Debra J. Saunders

Wednesday's CNN-YouTube debate began with a ditty by Chris Nandor of Snohomish, Wash., on the eight GOP hopefuls. Sen. John McCain, Nandor sang, "is loved by many, but hated by the rest."

Why do so many Republicans loathe John McCain?

No Republican candidate has been better in pushing to make sure that the sacrifices made by U.S. troops in Iraq are not made in vain -- and there is no issue more important than this war. McCain spent Thanksgiving visiting the front, and he carried back the message he heard from those serving: "Let us win."

McCain has spared no one -- including President Bush and his administration -- in his righteous desire to do right by the troops. "I am the only one on this stage," McCain noted, "that said the Rumsfeld strategy was failing and was doomed to failure. I'm the only one on this stage that said we've got to have a new strategy, and that's the strategy we're employing now."

Maybe that's part of the problem. When I asked Bill Whalen, a research fellow at the Hoover Institution and former adviser to ex-Gov.

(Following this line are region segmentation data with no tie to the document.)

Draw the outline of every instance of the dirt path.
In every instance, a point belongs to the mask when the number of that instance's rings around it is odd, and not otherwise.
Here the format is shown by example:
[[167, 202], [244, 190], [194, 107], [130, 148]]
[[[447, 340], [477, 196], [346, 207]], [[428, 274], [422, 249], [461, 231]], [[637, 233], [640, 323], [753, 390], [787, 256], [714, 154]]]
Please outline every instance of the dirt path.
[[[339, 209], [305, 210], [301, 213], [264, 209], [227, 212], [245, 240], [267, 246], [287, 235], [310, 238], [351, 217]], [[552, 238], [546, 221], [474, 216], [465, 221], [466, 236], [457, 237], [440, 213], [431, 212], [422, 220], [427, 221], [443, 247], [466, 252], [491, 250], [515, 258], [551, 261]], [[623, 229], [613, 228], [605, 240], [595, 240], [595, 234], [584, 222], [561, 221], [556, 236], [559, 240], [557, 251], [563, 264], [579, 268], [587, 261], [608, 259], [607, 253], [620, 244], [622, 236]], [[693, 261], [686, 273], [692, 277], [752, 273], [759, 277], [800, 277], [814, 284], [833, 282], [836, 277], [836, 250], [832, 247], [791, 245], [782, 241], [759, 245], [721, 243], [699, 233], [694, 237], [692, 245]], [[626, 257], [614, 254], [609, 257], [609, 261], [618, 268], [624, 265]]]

Pete Wilson, why so many Republicans hate McCain, Whalen saw two main reasons: Much of McCain's reputation "has come at George Bush's expense," and, "He's too beloved by the media."

Too bad the media are a fickle crew, who this go-round are smitten with the cuddly conservative, former Arkansas Gov. Mike Huckabee. It's more than a bit bizarre. When McCain called the Rev. Jerry Falwell an agent of "intolerance" in 2000, the media loved him. When McCain appeared next to Falwell at Liberty University last year, pundits labeled the event -- a savvy political move to reach out to Falwell's values voters -- a sellout to the religious right. So who's their new crush? An ordained Southern Baptist minister. Go figure.

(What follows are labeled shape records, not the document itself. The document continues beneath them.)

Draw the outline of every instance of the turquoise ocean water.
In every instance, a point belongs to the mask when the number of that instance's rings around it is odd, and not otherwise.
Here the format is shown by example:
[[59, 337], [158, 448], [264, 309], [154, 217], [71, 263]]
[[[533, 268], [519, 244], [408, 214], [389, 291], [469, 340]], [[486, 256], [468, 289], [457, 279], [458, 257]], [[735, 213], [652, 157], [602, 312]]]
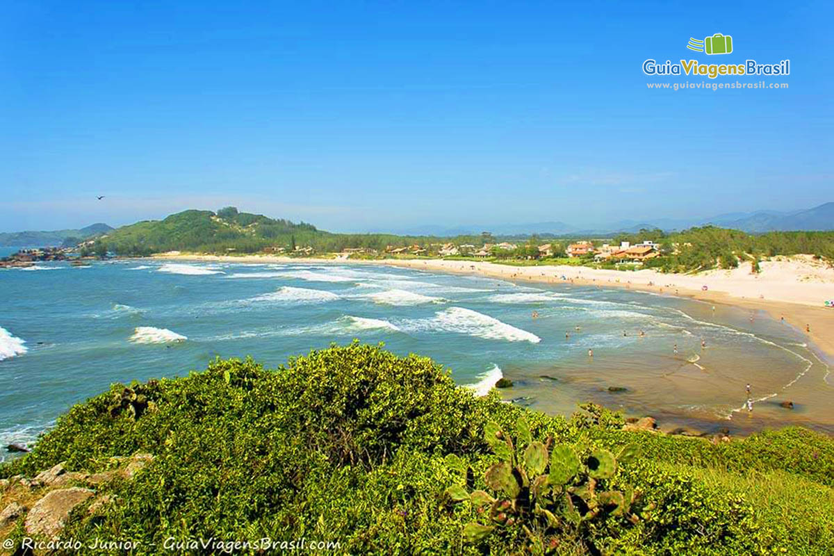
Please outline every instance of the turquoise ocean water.
[[[123, 260], [3, 269], [0, 446], [32, 442], [113, 383], [183, 376], [217, 356], [251, 354], [275, 367], [353, 338], [430, 356], [479, 393], [506, 376], [515, 382], [502, 392], [508, 401], [551, 413], [591, 400], [701, 428], [797, 422], [832, 430], [827, 367], [798, 331], [750, 316], [619, 288], [378, 265]], [[747, 383], [752, 417], [737, 411]], [[778, 407], [786, 398], [795, 411]]]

GOP voters resented profligate spending under the now-dethroned Republican leadership in Congress. They should love McCain, who crusaded against earmarks and pork-barrel spending when it didn't win him many friends in power circles.

Perhaps the problem is that McCain is not just talk. When Americans for Tax Reform President Grover Norquist asked the candidates if they would sign the group's pledge not to raise taxes, McCain said no: "My pledge and my record is up to the American people, not up to any organization."

The Norquist exchange may signal a sea change in Republican politics. Huckabee, Mitt Romney and Tom Tancredo of Colorado said they would sign the ATR pledge, and have. Rudy Giuliani said he would, but hasn't. (In October, an aide told me that Giuliani "doesn't sign pledges.")

Because it is now clear that no-new-taxes pledges don't tamp down government spending, McCain -- and Republican rivals Fred Thompson, Ron Paul and Duncan Hunter -- said they oppose tax hikes, but refused to sign a pledge they are not 100 percent certain to keep.

Republican readers often tell me that they will never forgive McCain for his 2002 campaign finance reform bill that restricts political advertising. Come on. Thanks to well-heeled lawyers, the courts are gutting McCain-Feingold. To them I say: Let go of it. There are more important issues -- like a war.

Americans say that they are looking for strong leaders. In McCain, you see a man who doesn't shift his positions just to please people, yet is realistic enough to realize when it is right to bend.

McCain still was wrong when he argued that this year's failed Senate immigration bill would not have provided "amnesty" to illegal immigrants. But he has had the good sense to let voters know that he has heard their outrage and understands that border enforcement must precede any measures to set a path toward legalization for qualifying illegal immigrants.

My position on immigration reform is closer to those of Romney and Giuliani -- but who do they think they're kidding as they preen about how tough they've been on the issue? In a different time, they had a more forgiving attitude toward illegal immigrants. McCain is simply more honest about why he has changed.

I want the government to be much tougher on enforcing immigration policies with employers, but I also want a president with a heart. Or, as McCain put it, "We need to sit down as Americans and recognize that these are God's children, as well."

Maybe McCain's problem is that he tells people things they don't want to hear.

I still say that now-Attorney General Michael Mukasey was right to tell the Senate that he would not classify waterboarding (simulated drowning during interrogation) as illegal. That said, when McCain, who was tortured during his five years in a Vietnamese POW camp, says that as commander in chief, "We will never allow torture to take place in the United States of America," I'll salute.

New York Times columnist David Brooks described McCain as the only great man from either party in the race. As McCain said of his support of the Senate immigration bill, "I came to the Senate not to do the easy things, but the hard things." But do voters want the hard things?